Rep. John Boehner’s time in Congress is down to a number of weeks. After his decision to step down from Congress and resign his position as speaker of the House, talk of who will take over as the next speaker lingers.
Majority Leader Kevin McCarthy, R-Calif., who officially declared his candidacy for the House’s top spot on Monday, is widely expected to become the next speaker.
Considering the recent spotlight on the position, here are 10 facts about House speakership.
- The House speaker holds the most powerful position in the U.S. House of Representatives and is second in the U.S. presidential line of succession after the vice president. Boehner, R-Ohio, was elected the 53rd speaker in 2011.

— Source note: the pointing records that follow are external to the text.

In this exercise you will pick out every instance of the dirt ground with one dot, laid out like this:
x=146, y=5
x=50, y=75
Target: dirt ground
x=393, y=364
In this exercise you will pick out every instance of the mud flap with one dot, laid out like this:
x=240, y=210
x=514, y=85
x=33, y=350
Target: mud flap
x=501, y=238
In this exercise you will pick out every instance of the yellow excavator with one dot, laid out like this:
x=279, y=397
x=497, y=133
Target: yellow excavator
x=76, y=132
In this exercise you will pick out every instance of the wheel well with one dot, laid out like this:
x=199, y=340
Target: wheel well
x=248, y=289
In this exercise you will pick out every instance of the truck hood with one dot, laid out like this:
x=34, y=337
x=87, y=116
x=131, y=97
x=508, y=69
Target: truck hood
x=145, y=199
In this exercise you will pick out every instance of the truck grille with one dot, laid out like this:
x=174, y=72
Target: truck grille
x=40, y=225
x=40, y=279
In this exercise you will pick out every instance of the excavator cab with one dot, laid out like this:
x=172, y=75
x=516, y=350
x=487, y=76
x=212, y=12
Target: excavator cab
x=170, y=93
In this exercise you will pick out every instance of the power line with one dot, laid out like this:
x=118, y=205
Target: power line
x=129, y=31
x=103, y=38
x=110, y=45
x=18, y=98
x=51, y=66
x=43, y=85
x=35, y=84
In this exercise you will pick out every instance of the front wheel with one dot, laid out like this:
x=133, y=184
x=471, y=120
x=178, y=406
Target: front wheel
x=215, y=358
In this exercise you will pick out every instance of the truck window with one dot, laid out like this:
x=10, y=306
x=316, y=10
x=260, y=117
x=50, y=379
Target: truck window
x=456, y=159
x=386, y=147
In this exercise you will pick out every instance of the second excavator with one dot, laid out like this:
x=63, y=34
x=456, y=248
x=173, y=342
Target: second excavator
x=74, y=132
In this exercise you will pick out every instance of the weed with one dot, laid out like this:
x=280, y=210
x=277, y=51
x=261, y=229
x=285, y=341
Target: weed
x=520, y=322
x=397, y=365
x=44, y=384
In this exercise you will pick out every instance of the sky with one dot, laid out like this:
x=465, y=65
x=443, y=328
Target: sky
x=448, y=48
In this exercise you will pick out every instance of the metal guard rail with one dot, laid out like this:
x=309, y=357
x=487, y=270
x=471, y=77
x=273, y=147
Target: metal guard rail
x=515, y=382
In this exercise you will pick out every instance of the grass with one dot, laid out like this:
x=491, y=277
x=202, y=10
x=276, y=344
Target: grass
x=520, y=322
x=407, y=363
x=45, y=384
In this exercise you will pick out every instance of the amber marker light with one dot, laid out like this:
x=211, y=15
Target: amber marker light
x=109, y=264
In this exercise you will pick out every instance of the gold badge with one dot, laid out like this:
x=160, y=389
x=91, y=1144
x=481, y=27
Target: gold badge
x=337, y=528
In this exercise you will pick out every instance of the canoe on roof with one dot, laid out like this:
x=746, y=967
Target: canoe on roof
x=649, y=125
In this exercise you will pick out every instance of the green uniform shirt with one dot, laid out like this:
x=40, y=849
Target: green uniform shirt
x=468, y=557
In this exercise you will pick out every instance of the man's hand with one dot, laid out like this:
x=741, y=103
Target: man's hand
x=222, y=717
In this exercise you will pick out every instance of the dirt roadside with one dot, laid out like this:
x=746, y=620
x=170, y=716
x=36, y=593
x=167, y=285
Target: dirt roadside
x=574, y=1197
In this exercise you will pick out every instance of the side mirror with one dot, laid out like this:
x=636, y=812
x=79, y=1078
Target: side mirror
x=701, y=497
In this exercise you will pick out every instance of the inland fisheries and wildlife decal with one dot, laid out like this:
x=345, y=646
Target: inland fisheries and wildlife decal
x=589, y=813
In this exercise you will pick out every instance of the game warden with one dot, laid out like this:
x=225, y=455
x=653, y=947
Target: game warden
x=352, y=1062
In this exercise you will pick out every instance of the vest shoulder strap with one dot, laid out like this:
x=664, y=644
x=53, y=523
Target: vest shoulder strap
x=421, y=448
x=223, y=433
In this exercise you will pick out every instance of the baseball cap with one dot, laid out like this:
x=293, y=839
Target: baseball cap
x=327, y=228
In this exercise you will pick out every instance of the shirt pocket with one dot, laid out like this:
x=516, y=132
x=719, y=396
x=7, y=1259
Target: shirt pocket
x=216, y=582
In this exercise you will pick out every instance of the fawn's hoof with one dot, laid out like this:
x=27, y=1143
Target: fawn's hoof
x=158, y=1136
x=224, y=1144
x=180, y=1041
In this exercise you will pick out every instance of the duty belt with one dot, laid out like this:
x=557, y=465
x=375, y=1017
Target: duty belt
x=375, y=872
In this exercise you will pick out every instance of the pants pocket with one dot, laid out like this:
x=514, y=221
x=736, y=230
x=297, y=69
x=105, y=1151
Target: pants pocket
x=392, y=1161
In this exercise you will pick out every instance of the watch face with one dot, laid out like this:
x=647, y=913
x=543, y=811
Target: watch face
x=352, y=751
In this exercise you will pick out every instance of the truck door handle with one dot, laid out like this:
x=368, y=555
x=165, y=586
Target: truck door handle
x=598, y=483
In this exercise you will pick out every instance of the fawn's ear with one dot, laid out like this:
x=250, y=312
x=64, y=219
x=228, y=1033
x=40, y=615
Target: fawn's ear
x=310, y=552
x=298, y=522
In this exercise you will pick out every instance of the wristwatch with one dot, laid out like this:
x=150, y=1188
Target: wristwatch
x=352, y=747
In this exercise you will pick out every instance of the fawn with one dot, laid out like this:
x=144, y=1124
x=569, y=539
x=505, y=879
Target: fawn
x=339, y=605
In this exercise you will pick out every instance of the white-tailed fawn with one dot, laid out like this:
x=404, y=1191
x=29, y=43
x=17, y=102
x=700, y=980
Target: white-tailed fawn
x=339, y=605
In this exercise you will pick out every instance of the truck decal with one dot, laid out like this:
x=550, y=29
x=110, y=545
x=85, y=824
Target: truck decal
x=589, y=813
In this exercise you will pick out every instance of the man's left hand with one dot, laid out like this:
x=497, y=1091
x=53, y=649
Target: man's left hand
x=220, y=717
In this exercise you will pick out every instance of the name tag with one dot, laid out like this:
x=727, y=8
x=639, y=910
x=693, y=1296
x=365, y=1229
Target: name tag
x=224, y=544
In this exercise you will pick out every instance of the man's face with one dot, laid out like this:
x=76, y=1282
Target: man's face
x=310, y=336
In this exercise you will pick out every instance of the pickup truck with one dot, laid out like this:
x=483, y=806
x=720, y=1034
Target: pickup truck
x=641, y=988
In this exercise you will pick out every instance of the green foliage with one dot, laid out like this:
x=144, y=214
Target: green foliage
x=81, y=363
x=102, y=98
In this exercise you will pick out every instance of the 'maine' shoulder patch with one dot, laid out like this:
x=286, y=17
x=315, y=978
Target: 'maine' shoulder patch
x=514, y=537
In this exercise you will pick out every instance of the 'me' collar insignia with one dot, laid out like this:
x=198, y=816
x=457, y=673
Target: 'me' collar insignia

- The first speaker of the House, Frederick A.C. Muhlenberg of Pennsylvania, was elected in 1789 as Congress convened for the first time. The speaker position was established in the United States Constitution.
- All past speakers have been members of the House, although House membership is not required by the Constitution.
- At the start of each new Congress (every two years), each party nominates a candidate for the position. Votes are taken until one candidate has a majority of all votes cast. In the past, the speaker was typically from the majority party in Congress. The speaker is elected for two years and does not have a term limit.
- The speaker represents his constituents as well as presides over the House and manages administrative duties. Duties include items such as administering oaths of office to members and calling order to the House.
- Henry Clay of Kentucky gained national prominence during his term as speaker from 1811-1813, a trend that had yet to go along with the job.
- After the Civil War and the better development of a two-party system in American politics, the speaker’s power grew. Today the speaker, as a leader of the majority party, holds the responsibility to help pass legislation supported by that party.
- The Speaker Portrait Collection in the Capitol houses oil portraits of past leaders who have held the position. In an interview Sunday on CBS’ “Face the Nation,” John Boehner said he hopes that people will say at the unveiling ceremony of his portrait that “he was a good man.”
- The speaker before Boehner was Rep. Nancy Pelosi, D-Calif., the first woman to hold the speakership role.
- The longest serving speaker was Samuel Rayburn, D-Texas. He held the position for 17 years and is one of five speakers to have died in office.